Он смеется, вызывая недоуменные взгляды сидящих вокруг людей.
— Помнишь ту сказку, которую каждый год Эмили рассказывала на Празднике середины осени? — произносит он, отирая слезы с глаз. — Хоу И своим луком и стрелами сбивает с небес солнца? А его жена глотает волшебное снадобье и становится бессмертной?
— Бедняга Хоу И, тоскующий по жене, которую он потерял, уступив луне, — говорю я. — Ему бы, бедному, заставить себя позабыть ее.
— Видно, не смог, — отвечает Фредерик. — Видно, и не хотел забывать.
В тот же вечер, в пять часов, я переодеваюсь для прогулки: рубашка с длинными рукавами, свободные легкие брюки, крепкие башмаки. А Чон уже ждет меня у входной двери. Домоправитель, давно понявший, что я переняла у Аритомо привычку совершать вечернюю прогулку по окрестным дорожкам, стоит ему заслышать, что я собираюсь гулять, тут же появляется у входной двери с посохом. Посох я не беру никогда, но это отнюдь не мешает А Чону всякий раз подавать мне его.
Строго говоря, есть тринадцать пешеходных дорожек, что отходят от трех селений на Камеронском нагорье, все — разной протяженности и трудности. Еще есть куда больше тропинок, не нанесенных на карты, известных только лесничим и тем, кто всю свою жизнь провел на нагорье. Одна из них вьется у самого края усадьбы. На всю прогулку у меня уходит меньше часа, и, учитывая время года, вряд ли я встречу еще кого-то на своем пути.
Во время прогулки давящая внутри тяжесть отпускает. Над головой сходящиеся друг с другом листья бросают тени на другие листья. Запах перегноя смягчен благоуханием диких орхидей. Воздушные корни пробиваются из ветвей деревьев баньяна, некоторые из корней постарше уже успели с годами окаменеть до состояния сталактитов, и теперь они подпирают прогибающиеся ветви. Если не считать тропинки у меня под нами, ничто не указывает на то, что кто-то проходил тут до меня, и всего через несколько минут я чувствую, как затягивает меня это влажное, гниющее средоточие тропического леса.
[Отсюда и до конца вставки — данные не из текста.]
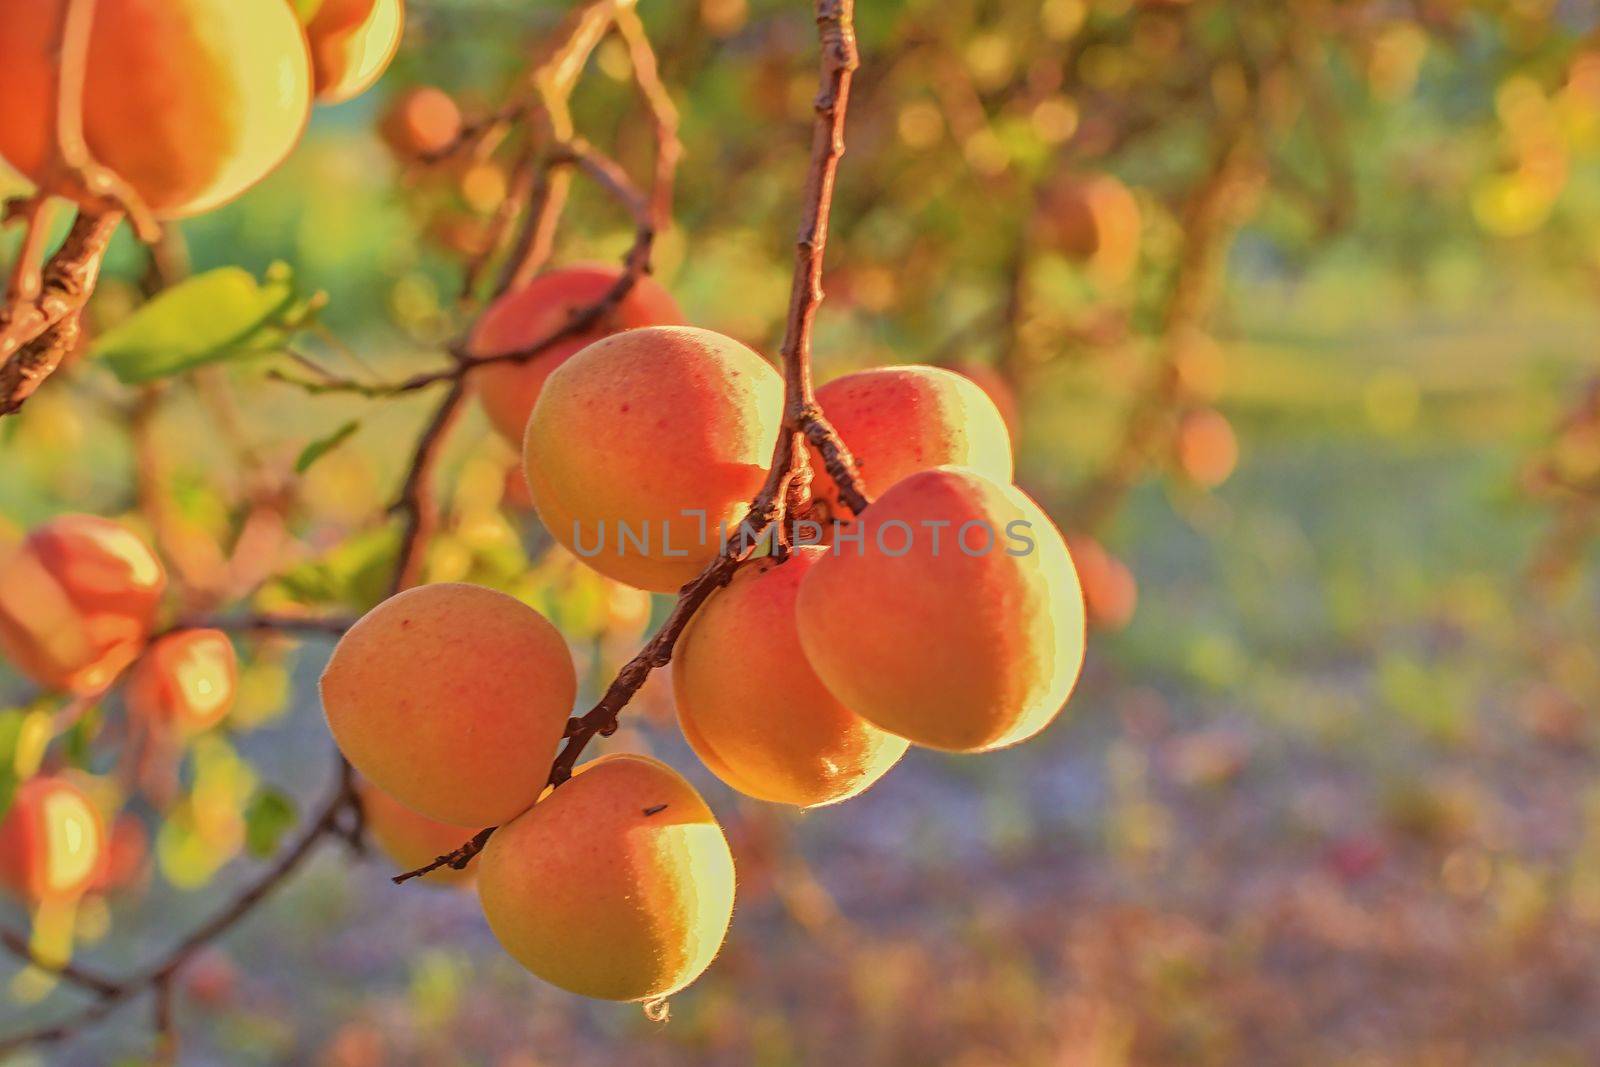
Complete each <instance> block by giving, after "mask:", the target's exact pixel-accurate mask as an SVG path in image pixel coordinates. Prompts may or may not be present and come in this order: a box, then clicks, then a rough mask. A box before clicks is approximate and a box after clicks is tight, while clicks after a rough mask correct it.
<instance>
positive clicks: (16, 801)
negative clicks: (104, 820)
mask: <svg viewBox="0 0 1600 1067" xmlns="http://www.w3.org/2000/svg"><path fill="white" fill-rule="evenodd" d="M104 862H106V825H104V822H101V816H99V811H96V809H94V805H93V803H90V798H88V797H85V795H83V790H82V789H78V787H77V785H75V784H72V782H70V781H67V779H64V777H54V776H40V777H32V779H29V781H26V782H22V784H21V785H18V790H16V795H14V797H13V798H11V808H10V809H8V811H6V814H5V821H3V822H0V883H3V885H5V888H6V889H10V891H11V893H13V894H16V896H18V899H21V901H24V902H27V904H43V902H50V901H72V899H75V897H80V896H83V893H85V891H88V888H90V886H93V885H94V881H96V880H98V878H99V873H101V864H104Z"/></svg>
Тропинка крутая, идти по ней трудно.
Я останавливаюсь перевести дыхание на уступе, откуда открывается вид на долины внизу. И вновь меня жалит застарелое ощущение несправедливости: я была бы покрепче, если б не подорвала здоровье в лагере. Когда нейрохирург впервые уведомил меня о диагнозе, я спросила, не вызвали ли болезнь перенесенные мною лишения, не были ли они семенем, посаженным сорок лет назад, которое мало-помалу запускало свои ядовитые корешки все глубже и глубже в мой организм. «Наверняка утверждать нельзя, — сказал врач, — но сомнительно».
Что-то во мне никак не может остановиться и не гадать об этом.